Siemens Energy reveals a massive annual loss, mainly due to challenges in its wind power division. Despite a record order book, the company faces major obstacles.

Siemens Energy: Disrupted Year in Review and Outlook for Turnaround

Sectors Wind Energy, Offshore
Themes Markets & Finance, Results

Siemens Energy, recently announced an alarming loss for the 2022/2023 financial year. At 4.59 billion euros, this loss was largely due to difficulties encountered in the wind power sector, in particular persistent quality problems. The costs associated with these problems, coupled with rising product costs and the challenges specific to the offshore wind energy sector, have severely affected the company’s financial results.

Quality issues and financial impact

The situation is particularly critical for its Spanish subsidiary, Siemens Gamesa, which specializes in the construction of wind turbines.
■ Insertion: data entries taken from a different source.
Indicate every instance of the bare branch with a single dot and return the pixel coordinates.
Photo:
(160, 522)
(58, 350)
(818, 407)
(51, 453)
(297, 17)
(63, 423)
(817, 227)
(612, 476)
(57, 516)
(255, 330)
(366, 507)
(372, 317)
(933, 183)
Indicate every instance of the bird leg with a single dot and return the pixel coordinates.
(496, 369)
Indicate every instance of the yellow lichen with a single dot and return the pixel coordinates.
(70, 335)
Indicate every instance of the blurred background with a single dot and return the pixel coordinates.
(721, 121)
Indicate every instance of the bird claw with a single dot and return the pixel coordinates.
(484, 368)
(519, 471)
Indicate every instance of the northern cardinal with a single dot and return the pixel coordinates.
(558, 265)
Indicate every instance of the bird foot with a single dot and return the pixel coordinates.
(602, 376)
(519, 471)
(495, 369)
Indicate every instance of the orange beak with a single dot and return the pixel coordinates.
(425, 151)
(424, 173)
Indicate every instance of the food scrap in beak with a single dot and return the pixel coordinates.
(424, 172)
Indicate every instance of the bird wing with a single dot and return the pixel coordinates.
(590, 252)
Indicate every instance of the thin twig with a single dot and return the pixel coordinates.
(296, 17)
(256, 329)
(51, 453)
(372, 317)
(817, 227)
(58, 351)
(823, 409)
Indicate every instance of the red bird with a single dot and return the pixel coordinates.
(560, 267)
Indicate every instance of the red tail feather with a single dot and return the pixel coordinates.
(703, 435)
Initially scheduled to be profitable in the near future, the company is now expected to reach this target only in 2026. This significant deviation from previous forecasts underlines the challenges facing the company.

Siemens Gamesa’s Challenges and Profitability Outlook

By comparison, the previous year saw Siemens Energy record a relatively smaller net loss of 647 million euros. Despite a disappointing performance, the company nonetheless managed to set a record with an order backlog peaking at 112 billion euros. This success contrasts sharply with the quality problems and difficult business environment that prevented the company from responding effectively to demand.
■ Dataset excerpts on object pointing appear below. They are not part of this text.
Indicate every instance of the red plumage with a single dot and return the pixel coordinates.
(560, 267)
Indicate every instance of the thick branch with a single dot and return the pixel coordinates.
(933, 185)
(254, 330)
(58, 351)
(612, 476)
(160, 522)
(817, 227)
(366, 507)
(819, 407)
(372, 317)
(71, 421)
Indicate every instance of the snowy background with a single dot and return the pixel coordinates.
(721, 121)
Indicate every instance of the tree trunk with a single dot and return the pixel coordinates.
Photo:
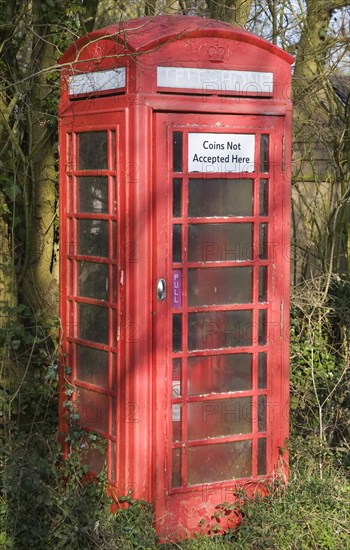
(231, 11)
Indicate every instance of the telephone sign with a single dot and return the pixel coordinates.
(175, 136)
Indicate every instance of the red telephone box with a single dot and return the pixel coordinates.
(175, 137)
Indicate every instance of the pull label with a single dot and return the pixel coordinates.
(177, 288)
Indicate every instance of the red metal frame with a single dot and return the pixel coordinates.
(172, 504)
(137, 399)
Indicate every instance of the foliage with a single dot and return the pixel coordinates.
(47, 502)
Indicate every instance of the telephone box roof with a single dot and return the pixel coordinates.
(146, 33)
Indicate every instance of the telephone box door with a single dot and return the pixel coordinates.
(220, 285)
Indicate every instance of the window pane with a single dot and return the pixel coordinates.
(263, 241)
(92, 238)
(92, 366)
(92, 280)
(220, 197)
(219, 417)
(113, 460)
(93, 323)
(222, 329)
(177, 332)
(264, 153)
(176, 418)
(93, 409)
(219, 373)
(220, 285)
(177, 192)
(264, 203)
(262, 284)
(92, 151)
(262, 370)
(223, 242)
(177, 151)
(262, 413)
(224, 461)
(94, 458)
(262, 327)
(261, 457)
(92, 194)
(177, 243)
(176, 468)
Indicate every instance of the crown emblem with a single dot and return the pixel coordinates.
(216, 53)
Analysis of past and current performance

External factors negatively affecting Siemens Energy include rising interest rates, disruptions to the global supply chain, and the ongoing repercussions of the war in Ukraine. The latter has had a particular impact on the company, making certain public contracts concluded before the surge in raw material prices unprofitable.

The Impact of External Factors on Siemens Energy

Against this difficult backdrop, the German government stepped in with a substantial rescue plan. Siemens Energy will benefit from a €15 billion loan guarantee from private banks and shareholders, including Siemens, which still owns 25% of the company. In addition, the sale of part of its stake in a joint venture in India should provide further financial relief.

This government aid, combined with an internal restructuring strategy, could eventually stabilize the company. Siemens Energy also reported a 7% increase in sales, to €31 billion, and forecasts similar growth for 2024. With these measures, the company hopes to achieve a profit of 1 billion euros next year.

Siemens Energy’s situation illustrates the complexity of the challenges facing the renewable energy sector. Despite a difficult year marked by significant financial losses and operational obstacles, the company is showing signs of recovery thanks to government support measures and strategic adjustments. This development suggests a possible improvement in performance for fiscal 2024, with an expected return to profitability.